One of the issues I’ve found with having lots of data is the fact that I’m worried that a hard drive will fail, and I’ll lose something important. Since I did have that happen earlier this year, I am now determined to not let it happen again. I’ve been focusing a lot on resiliency – making it so that there are no single points of failure. Since I have been collecting a lot of hard drives, I decided to put them to good use, and set up some data replication onto multiple drives.
You might ask, why not just set up a RAID5? Or, alternatively, why not buy a Drobo and be done with it? I hear the first one a lot, especially since I deal with RAID day in and day out for my day job. The main issue I don’t do either of these things is that I’m cheap! I want to be able to use all of the hardware I have without tossing out old stuff. On my server, I have the following drives:
- disk1: 120 GB ATA
- disk2: 200 GB ATA
- disk3: 300 GB USB
- disk4: 400 GB Firewire
- disk5: 600 GB SATA
- disk6: 1000 GB USB
- disk7: 1500 GB USB
Try to set up a RAID with all of that! The problem with this is the disparate drive sizes (RAID requires disks to be the same size, and will use the lowest common denominator if not.) I’ve been ‘collecting’ hard drives for quite a while, and I like the fact that I can just go to the local electronics store and pick up another drive when I run out of space. This configuration does have a downside though, and that is, how do you decide where to put everything? I decided to sit down and figure out how much space I actually need for each of my data types, and came up with this list (taking approximate growth rates into consideration):
- Photos: 100 GB
- Music: 300 GB
- Movies: 1 TB
- TV: 400 GB
- Software: 150 GB
I then tried to map things out onto the drives I have:
- disk1: Photos
- disk2: Software
- disk3: Music
- disk4: TV
- disk6: Movies
This leaves two disks, disk5 (600 GB) and disk7 (1500 GB) left to be able to mirror to. Since I can’t use standard mirroring software, I’m not able to have a real-time mirror. This is OK for my purposes, as I don’t intend on having them be hot-swappable, etc. — I just want another copy of my data out there, without having to worry about making backups all the time.

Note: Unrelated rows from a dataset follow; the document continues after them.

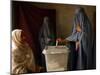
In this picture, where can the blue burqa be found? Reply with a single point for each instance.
(84, 59)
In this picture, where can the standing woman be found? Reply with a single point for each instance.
(82, 36)
(22, 56)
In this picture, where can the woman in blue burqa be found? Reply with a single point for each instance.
(81, 57)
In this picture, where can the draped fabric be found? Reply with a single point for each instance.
(30, 17)
(22, 56)
(85, 38)
(44, 33)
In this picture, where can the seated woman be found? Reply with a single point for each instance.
(23, 60)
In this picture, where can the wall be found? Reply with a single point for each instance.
(65, 14)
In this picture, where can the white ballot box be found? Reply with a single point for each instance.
(56, 58)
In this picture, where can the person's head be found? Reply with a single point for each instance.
(18, 36)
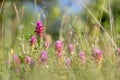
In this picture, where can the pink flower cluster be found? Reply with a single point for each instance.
(16, 59)
(82, 57)
(97, 55)
(39, 28)
(33, 41)
(58, 47)
(43, 57)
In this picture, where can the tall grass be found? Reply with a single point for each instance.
(73, 31)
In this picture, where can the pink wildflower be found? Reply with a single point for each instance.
(68, 62)
(28, 60)
(16, 58)
(43, 56)
(82, 57)
(97, 55)
(33, 41)
(71, 48)
(58, 47)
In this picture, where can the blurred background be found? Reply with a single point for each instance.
(20, 16)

I set up my server to only export the data disks (I don’t want to be able to write to the backups from my desktop, as the changes will be overwritten by the backups) I also set up my filesystem in a convenient manner — everything is a directory off of /data:
- /data/Photos
- /data/Video
- /data/Software
- /data/Audio
This makes it very easy to get to any of my data (try that in Windows!)
One inherent advantage of having an asynchronous mirror is the fact that it can serve as a temporary backup if you accidentally delete a file/directory, whereas with a normal mirror, you’d still have to back up to tape or some other drive to be able to get this data back.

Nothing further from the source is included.